Cinema e a sociedade

As produções audiovisuais estão diretamente ligadas às dinâmicas políticas de uma sociedade. Para Arthur, isso acontece porque “tudo que conhecemos como forma de sociedade atual é fruto da convergência de diversas lutas”. Afinal, segundo ele, tudo é político. Assim, ele encara o cenário de forma que os filmes sejam responsáveis por criar identidades. Ou seja, o que é retratado nos filmes pode causar ao espectador um reconhecimento ao acessar suas lembranças ou causar um estranhamento do que é incomum a ele. “É justamente nesse jogo fundamental do cinema que o real e o insurgente atuam sobre as consciências de quem assiste”, completa o estudante.

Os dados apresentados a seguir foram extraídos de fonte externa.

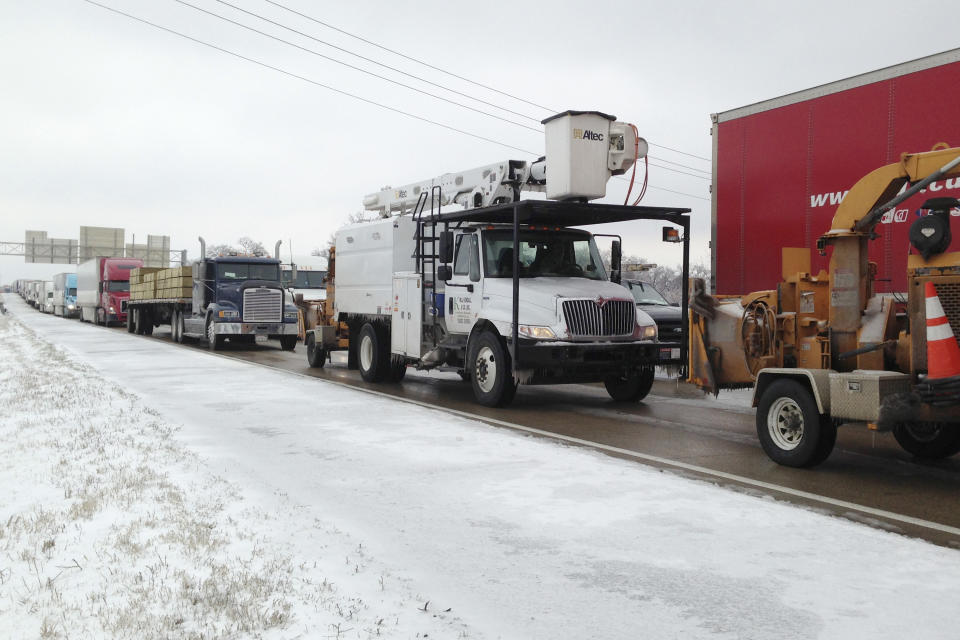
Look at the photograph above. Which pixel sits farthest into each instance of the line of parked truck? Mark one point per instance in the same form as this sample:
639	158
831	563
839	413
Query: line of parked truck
57	296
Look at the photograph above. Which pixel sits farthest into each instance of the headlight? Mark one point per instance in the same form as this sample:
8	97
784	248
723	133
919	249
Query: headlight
537	333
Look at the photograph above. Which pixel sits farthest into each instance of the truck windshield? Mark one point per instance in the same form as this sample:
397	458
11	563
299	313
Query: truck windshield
304	279
240	271
554	254
644	293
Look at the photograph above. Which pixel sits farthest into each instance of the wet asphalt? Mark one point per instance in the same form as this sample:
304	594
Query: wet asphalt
868	478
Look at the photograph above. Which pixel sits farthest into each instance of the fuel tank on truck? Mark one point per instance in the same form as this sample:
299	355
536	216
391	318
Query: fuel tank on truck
368	254
782	167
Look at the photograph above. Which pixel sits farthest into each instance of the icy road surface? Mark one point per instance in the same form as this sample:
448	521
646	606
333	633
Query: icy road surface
157	491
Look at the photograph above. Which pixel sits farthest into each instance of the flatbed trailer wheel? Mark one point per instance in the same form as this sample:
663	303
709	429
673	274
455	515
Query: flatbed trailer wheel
373	356
631	388
932	441
316	356
790	428
491	372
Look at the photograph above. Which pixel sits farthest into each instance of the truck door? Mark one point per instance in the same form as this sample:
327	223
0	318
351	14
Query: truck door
464	289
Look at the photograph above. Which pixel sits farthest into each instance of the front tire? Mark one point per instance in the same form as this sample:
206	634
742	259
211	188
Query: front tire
931	441
491	372
372	355
316	356
631	388
790	428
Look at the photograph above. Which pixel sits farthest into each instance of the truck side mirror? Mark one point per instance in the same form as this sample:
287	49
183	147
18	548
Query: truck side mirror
615	259
445	251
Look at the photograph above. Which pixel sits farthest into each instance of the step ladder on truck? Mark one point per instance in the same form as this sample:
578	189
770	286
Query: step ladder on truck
459	273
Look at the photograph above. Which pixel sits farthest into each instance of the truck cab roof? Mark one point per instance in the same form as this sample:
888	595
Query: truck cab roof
246	259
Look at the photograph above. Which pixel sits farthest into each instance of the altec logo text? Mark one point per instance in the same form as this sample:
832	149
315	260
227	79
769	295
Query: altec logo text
580	134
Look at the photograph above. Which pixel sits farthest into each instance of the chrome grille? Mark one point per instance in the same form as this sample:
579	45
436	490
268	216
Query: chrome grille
949	295
262	305
603	318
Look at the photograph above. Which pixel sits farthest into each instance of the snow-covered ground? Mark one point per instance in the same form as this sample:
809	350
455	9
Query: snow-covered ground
155	491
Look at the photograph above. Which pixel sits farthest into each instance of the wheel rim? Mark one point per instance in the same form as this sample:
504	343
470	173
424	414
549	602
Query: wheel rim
785	423
486	369
366	353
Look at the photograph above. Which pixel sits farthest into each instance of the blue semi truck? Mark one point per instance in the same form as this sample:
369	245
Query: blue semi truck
228	297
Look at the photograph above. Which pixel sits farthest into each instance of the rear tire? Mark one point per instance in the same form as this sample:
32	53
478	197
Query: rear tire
790	428
632	388
928	441
372	355
491	372
316	356
214	342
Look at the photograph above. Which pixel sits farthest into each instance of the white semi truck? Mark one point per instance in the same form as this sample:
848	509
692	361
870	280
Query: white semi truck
504	291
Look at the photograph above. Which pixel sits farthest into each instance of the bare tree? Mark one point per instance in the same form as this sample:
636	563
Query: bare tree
251	246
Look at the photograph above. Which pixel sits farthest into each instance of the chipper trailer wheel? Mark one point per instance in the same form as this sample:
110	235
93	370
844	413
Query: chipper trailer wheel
632	388
791	430
373	354
491	373
928	440
316	356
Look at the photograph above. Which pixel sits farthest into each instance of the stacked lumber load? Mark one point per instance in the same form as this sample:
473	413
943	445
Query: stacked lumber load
176	282
142	283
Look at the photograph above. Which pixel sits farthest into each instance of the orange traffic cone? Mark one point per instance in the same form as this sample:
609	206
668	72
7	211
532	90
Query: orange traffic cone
943	353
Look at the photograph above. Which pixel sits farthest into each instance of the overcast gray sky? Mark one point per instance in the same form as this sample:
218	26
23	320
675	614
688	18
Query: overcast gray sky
110	122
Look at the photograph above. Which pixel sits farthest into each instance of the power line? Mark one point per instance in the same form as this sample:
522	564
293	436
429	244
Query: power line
449	73
376	62
339	91
405	56
355	68
313	82
375	75
677	164
681	152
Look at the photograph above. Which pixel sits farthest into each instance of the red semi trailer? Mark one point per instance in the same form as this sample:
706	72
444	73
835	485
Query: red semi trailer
103	289
781	167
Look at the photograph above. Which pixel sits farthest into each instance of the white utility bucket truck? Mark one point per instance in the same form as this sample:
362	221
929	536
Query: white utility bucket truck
504	291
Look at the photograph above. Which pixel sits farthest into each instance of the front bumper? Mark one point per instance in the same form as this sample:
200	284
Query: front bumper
255	328
562	362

Manoel Vieira é militante do MLB, e acredita que levar a cultura para dentro das comunidades faz com que o cinema volte a ser um direito de todos e não um privilégio. Também conta da satisfação que é ver a diferença causada pelo projeto, “é muito doido a gente chegar com uma tela, um projetor, uma caixinha de som e passar um filme e ver que as pessoas nunca tinham ido ao cinema, que as pessoas nunca tinham conseguido ter acesso a essas coisas, que são coisas básicas.” diz o militante.

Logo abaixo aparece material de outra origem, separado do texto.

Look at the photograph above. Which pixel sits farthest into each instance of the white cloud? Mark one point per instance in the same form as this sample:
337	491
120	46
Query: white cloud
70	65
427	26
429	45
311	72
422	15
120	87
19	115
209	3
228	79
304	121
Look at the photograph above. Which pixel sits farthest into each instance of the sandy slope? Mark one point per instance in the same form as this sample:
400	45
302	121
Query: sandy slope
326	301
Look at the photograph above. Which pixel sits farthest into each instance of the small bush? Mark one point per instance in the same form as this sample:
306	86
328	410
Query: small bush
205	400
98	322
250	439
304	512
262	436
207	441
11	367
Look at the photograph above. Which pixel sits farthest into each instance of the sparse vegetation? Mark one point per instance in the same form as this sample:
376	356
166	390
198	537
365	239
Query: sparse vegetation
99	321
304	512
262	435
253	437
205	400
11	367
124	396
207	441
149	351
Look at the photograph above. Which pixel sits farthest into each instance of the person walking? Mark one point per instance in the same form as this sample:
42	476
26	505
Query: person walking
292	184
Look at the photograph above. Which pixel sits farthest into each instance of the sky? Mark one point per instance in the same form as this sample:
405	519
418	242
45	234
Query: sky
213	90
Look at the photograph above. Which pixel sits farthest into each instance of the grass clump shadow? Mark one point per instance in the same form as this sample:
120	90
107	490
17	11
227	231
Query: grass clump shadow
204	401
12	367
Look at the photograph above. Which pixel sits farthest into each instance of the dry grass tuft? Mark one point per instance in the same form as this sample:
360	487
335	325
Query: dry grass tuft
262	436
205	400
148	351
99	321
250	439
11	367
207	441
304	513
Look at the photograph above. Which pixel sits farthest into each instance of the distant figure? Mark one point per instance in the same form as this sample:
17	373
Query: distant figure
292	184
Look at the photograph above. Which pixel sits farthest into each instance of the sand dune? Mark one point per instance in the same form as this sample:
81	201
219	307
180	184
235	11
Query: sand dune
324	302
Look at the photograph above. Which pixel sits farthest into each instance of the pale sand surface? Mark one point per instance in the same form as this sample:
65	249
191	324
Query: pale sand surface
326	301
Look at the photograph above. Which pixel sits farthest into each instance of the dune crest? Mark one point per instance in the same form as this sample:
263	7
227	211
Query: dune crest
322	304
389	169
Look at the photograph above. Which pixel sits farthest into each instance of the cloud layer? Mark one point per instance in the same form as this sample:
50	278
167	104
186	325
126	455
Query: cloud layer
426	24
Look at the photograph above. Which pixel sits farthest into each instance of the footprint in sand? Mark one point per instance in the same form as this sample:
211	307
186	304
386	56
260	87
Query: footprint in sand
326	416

Vieira explica que alguns dos motivos que fazem o cinema ser tão distante de certos grupos é a elitização. Além do fato de os ingressos para as sessões serem caros, a maioria das salas de cinema estão localizadas em shoppings e há dificuldade de mobilidade para chegar até esses lugares. Tudo isso torna essa distância entre periferia e a sétima arte cada vez maior.

Guerra de narrativas

As pessoas precisam morar em algum lugar e esse direito é garantido pelo artigo 6º da Constituição. Porém, nem mesmo durante o surto da COVID-19, onde vigorava a Lei ADPF 828, esse direito foi preservado. A Lei em questão suspendeu as ordens de despejo em razão da pandemia e ainda assim 27.618 famílias ficaram desabrigadas no período, segundo balanço da Campanha Despejo Zero. Vieira então levanta o questionamento: “se as pessoas deveriam ficar em casa e se cuidar, como é que elas ficam em casa se não tem casa para poder morar?”

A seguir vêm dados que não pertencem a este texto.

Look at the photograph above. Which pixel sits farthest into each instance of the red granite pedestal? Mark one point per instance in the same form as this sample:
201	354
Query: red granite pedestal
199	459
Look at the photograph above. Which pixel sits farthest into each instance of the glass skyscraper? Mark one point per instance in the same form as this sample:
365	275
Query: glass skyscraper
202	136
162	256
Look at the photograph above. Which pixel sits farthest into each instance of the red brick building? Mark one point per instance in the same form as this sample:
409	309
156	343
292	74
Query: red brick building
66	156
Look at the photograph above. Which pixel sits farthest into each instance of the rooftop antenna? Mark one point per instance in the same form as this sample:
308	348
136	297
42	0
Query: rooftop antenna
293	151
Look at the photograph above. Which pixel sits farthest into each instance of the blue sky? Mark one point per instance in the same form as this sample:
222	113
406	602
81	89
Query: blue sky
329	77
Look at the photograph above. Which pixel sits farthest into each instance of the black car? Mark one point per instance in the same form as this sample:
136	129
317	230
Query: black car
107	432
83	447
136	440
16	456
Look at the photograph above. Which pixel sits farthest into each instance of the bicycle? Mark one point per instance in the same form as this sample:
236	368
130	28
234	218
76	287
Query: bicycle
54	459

Muito desse descaso em relação à luta por moradia se deve a uma forma de criminalização do movimento, segundo Vieira. Por possuir os meios de comunicação, a grande mídia tenta atribuir ilegalidade a movimentos como o MLB, adotando termos como invasão. Para ele, é importante retomar o nome ocupação, já que a lei é clara quando define o direito de ocupar espaços sem função social. É diante dessa guerra de narrativas que a Mostra Lona busca contar as histórias sob a ótica de quem está dentro das lutas.